Market capacity is ample in Canada, such that consulting firm WTW is encouraging commercial lines insureds to leverage current competitive conditions to obtain improved ratings and enhanced terms.
The report, Insurance Marketplaces Realities Spring Update 2025 also encourages these clients to be vigilant about the changes in their exposures due to economic uncertainty. Insurers themselves, meanwhile, are focused on catastrophe exposures.
The extensive global report includes rate predictions for both Canadian casualty and commercial property lines. For casualty, they say the Canadian insurance market is expected to experience prolonged stability and manageable pricing. Property rates, meanwhile, are expected to stabilize in 2025, “with ample capacity from both new-entrant and incumbent markets driving rates downward,” they write. “Top-line growth has been the key message from insurers throughout Q1 2025. These conditions exist despite 2024 experiencing the largest amount of insured natural catastrophe losses (circa CAD $8.5-billion) in Canada.”
In general liability, they say carriers are increasingly concerned about foreign exposure risks, particularly from the United States. Carriers are encouraged to anticipate how tariffs impact future claims settlements and associated costs.

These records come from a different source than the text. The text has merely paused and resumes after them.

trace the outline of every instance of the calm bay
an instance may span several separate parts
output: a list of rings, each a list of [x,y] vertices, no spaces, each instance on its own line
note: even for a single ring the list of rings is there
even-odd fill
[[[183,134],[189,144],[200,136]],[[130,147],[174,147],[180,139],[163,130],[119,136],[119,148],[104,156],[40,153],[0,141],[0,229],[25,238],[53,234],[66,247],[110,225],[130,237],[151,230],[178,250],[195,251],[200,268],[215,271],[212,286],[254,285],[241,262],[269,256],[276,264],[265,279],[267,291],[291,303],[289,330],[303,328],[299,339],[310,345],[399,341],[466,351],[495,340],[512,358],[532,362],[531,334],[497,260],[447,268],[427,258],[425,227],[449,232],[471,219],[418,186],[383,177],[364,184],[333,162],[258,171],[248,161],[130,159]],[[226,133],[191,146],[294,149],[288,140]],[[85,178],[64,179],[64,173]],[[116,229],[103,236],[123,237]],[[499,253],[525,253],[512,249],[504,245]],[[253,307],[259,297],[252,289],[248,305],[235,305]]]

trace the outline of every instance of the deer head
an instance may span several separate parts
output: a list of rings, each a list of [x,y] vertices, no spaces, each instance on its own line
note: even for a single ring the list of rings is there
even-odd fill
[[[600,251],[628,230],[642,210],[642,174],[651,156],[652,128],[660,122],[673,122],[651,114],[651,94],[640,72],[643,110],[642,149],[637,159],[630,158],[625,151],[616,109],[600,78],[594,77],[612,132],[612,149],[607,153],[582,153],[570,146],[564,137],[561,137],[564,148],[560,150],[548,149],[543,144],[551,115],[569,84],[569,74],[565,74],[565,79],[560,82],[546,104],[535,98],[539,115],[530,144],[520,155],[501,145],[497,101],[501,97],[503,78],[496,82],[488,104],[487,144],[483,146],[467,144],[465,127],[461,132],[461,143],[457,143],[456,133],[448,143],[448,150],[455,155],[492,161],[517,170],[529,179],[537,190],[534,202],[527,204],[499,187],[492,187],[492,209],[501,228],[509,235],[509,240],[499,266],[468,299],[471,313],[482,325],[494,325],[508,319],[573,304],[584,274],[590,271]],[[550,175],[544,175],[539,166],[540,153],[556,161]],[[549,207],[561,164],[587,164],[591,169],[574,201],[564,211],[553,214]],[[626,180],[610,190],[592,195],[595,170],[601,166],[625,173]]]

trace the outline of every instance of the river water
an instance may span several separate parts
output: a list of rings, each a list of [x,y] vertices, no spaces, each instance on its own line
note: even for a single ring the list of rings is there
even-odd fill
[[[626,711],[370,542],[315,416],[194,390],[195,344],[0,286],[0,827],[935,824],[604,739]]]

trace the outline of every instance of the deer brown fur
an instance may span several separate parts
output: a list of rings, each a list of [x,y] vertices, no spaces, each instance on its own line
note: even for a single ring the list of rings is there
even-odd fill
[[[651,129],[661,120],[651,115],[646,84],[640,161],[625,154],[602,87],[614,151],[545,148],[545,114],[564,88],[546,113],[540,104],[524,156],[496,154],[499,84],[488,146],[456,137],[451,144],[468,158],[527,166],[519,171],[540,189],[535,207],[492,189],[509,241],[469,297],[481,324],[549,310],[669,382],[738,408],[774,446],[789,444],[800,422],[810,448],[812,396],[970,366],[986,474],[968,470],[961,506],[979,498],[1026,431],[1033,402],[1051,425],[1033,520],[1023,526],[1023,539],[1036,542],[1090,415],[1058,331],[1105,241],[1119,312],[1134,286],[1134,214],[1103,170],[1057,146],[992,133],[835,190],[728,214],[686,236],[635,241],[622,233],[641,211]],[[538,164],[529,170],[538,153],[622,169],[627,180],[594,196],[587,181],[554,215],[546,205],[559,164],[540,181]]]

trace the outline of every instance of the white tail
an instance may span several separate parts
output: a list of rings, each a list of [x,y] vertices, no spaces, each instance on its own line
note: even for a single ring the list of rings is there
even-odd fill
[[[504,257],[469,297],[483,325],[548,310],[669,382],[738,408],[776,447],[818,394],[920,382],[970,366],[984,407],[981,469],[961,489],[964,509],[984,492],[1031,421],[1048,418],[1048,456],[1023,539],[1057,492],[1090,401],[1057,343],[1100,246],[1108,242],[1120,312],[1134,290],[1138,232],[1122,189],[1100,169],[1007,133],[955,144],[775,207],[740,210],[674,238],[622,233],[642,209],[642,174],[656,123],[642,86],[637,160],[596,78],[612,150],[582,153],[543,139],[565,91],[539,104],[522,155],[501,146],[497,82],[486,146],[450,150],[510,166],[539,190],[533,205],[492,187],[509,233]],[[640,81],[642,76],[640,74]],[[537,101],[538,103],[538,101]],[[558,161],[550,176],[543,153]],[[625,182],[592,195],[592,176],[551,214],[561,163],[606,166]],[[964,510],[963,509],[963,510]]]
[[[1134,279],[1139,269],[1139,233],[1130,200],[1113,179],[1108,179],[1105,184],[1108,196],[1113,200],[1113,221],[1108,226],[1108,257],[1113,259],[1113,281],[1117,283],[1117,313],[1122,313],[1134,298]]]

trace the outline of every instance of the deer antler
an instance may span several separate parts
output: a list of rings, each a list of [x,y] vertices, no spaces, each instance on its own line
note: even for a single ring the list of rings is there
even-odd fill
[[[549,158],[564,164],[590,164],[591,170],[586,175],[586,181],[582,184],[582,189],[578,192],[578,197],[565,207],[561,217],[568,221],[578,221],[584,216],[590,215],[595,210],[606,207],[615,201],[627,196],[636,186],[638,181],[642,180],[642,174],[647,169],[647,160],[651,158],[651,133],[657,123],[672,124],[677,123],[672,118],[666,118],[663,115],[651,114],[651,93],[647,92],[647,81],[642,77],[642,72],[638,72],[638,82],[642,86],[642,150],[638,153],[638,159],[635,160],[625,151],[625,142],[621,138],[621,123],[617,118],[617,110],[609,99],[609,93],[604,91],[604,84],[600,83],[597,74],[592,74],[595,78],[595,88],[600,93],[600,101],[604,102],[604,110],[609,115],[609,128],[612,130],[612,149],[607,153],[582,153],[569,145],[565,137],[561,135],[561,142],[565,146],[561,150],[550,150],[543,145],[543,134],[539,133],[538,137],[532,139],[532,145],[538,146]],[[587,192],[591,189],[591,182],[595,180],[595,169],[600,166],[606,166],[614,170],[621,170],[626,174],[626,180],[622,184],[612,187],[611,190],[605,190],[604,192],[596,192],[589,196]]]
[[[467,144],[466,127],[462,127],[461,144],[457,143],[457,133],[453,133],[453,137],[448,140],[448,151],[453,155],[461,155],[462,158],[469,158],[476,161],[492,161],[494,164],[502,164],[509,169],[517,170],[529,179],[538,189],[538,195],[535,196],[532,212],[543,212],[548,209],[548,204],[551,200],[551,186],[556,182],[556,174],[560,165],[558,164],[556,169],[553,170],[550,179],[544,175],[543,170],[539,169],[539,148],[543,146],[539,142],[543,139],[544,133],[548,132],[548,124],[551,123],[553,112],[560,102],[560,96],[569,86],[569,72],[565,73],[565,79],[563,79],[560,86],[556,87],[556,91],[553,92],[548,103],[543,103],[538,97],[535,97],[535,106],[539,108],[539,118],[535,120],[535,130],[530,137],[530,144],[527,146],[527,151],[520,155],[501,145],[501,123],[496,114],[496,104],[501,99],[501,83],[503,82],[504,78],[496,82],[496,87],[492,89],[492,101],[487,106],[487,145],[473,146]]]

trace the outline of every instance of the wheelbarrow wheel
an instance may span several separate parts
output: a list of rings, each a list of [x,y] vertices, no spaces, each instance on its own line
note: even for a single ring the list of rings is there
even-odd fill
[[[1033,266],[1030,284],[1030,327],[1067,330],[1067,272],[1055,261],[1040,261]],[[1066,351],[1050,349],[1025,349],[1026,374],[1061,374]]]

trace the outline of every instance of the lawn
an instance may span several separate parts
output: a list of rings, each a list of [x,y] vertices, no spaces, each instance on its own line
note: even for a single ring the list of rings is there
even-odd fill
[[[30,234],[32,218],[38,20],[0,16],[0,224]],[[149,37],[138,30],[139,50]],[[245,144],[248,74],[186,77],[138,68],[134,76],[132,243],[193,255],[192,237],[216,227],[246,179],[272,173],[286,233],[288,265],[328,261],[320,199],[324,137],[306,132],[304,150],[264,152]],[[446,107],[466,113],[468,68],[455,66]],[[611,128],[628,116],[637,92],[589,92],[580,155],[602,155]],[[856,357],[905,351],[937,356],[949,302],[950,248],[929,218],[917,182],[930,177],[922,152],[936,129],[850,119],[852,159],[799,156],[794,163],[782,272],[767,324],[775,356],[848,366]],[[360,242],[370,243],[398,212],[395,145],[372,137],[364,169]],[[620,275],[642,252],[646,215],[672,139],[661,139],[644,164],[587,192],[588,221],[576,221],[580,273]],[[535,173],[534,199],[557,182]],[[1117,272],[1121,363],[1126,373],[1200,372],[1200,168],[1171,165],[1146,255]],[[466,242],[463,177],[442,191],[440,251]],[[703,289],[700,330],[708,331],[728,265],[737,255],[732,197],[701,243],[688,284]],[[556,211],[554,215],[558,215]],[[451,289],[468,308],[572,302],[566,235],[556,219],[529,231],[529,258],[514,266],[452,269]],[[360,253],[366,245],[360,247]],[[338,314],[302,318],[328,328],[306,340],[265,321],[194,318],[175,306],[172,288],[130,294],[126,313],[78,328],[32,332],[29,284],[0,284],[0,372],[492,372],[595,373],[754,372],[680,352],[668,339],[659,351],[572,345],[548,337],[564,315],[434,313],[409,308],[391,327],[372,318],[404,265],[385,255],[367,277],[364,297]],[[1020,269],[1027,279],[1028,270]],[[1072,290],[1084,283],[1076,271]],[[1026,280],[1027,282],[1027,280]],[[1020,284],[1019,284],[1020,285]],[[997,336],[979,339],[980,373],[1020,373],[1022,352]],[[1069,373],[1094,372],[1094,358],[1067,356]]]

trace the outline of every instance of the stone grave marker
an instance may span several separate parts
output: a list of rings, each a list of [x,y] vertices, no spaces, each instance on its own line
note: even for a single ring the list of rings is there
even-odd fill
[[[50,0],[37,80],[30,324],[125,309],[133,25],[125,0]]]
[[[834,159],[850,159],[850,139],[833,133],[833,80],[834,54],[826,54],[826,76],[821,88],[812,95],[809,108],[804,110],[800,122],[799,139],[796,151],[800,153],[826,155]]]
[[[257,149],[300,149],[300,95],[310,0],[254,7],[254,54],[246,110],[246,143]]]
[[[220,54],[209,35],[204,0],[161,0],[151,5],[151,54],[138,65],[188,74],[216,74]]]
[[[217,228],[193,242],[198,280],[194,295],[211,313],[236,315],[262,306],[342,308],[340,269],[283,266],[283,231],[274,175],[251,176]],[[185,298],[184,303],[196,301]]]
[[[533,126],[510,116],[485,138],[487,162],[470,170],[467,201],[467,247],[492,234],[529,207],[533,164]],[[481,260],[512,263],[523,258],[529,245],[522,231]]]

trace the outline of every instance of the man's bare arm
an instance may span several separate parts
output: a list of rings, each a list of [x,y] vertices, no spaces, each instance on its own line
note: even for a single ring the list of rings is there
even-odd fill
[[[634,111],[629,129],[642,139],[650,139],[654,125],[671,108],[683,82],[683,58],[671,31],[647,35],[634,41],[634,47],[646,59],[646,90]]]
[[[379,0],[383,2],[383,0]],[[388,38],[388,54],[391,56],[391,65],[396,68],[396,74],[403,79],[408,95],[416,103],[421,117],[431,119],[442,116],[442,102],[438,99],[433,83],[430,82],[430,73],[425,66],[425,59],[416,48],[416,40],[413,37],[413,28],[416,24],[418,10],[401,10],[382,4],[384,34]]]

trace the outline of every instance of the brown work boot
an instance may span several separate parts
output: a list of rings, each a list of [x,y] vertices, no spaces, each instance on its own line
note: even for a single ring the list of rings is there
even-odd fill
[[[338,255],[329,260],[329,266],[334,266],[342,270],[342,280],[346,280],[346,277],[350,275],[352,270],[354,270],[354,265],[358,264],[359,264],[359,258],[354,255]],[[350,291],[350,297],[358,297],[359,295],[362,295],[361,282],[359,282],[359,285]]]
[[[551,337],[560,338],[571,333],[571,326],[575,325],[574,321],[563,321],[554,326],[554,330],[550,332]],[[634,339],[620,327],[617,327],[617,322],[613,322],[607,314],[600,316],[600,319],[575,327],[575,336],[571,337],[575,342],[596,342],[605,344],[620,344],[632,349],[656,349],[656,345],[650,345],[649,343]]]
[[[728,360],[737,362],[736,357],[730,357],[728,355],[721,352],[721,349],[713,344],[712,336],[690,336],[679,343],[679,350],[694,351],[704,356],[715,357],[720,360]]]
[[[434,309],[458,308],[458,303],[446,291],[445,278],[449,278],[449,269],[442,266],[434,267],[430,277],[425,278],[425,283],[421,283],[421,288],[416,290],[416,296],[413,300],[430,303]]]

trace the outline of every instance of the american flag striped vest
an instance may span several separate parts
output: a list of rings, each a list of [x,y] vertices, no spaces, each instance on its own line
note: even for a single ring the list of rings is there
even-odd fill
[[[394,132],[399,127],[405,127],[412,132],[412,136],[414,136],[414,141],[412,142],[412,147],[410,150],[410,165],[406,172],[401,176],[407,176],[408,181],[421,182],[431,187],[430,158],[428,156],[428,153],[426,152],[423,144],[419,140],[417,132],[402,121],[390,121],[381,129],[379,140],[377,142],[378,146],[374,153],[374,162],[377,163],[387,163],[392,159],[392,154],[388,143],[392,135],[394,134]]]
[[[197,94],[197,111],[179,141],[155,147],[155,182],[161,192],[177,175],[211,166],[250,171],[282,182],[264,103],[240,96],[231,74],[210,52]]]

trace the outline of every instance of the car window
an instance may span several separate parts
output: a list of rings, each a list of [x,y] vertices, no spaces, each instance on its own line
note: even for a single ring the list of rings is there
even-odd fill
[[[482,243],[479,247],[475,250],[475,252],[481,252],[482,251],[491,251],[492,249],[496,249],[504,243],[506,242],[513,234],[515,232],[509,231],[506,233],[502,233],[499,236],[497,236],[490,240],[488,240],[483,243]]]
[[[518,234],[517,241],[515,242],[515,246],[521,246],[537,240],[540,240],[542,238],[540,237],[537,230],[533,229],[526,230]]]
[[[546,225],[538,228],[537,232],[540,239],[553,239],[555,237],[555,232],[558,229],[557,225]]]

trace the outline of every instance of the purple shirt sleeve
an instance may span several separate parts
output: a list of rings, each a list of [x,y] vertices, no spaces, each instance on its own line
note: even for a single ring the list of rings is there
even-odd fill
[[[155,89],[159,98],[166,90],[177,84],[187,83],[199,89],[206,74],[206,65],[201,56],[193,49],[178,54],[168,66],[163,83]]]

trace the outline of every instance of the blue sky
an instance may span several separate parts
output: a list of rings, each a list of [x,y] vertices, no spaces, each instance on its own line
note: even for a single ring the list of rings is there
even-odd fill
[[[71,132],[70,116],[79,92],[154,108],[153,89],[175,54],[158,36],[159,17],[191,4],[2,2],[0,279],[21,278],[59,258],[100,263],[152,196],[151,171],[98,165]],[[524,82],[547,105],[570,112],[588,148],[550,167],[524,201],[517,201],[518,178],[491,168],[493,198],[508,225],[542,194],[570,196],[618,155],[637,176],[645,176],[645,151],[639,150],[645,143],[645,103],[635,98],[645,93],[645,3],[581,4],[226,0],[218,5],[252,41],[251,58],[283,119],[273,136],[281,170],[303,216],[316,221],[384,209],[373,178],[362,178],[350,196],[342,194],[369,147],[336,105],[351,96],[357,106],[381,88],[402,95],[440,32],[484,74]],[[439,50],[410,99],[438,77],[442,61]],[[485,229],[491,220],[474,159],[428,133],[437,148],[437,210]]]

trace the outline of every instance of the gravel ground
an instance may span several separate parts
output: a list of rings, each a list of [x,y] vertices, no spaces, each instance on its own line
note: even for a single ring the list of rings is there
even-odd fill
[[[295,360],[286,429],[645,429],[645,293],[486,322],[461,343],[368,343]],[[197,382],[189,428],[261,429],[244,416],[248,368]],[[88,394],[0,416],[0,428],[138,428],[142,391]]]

Automobile liability, meanwhile, remains core to overall Canadian net-written premium and is expected to grow. In Canada, the market is seen as still profitable, particularly in comparison to U.S. markets. “Carriers with a North American presence benefit from the diversification, often using the Canadian market to support strong overall results,” the report states. “Premium savings are primarily driven by the introduction of new competition in the market.” Similarly, in property, the consulting firm says it has seen rate reductions over 10 per cent when a new market offers competing terms. “We’re seeing insurers that have traditionally not written certain risks or industries, coming to the table with capacity as they look for premium growth.”
On the flip side, they also say where clients are situated in high-hazard zones, especially those experiencing significant losses in previous years already, insurers are looking to apply rate increases between 10 and 15 per cent.
In its commentary about umbrella and excess liability, they say despite the expected rise in claims settlement costs and expenses, carriers continue to deploy large lines of capacity at competitive rates.
Going forward, they say there will be more emphasis on paying for coverage to address emerging exposure gaps in traditional commercial policies.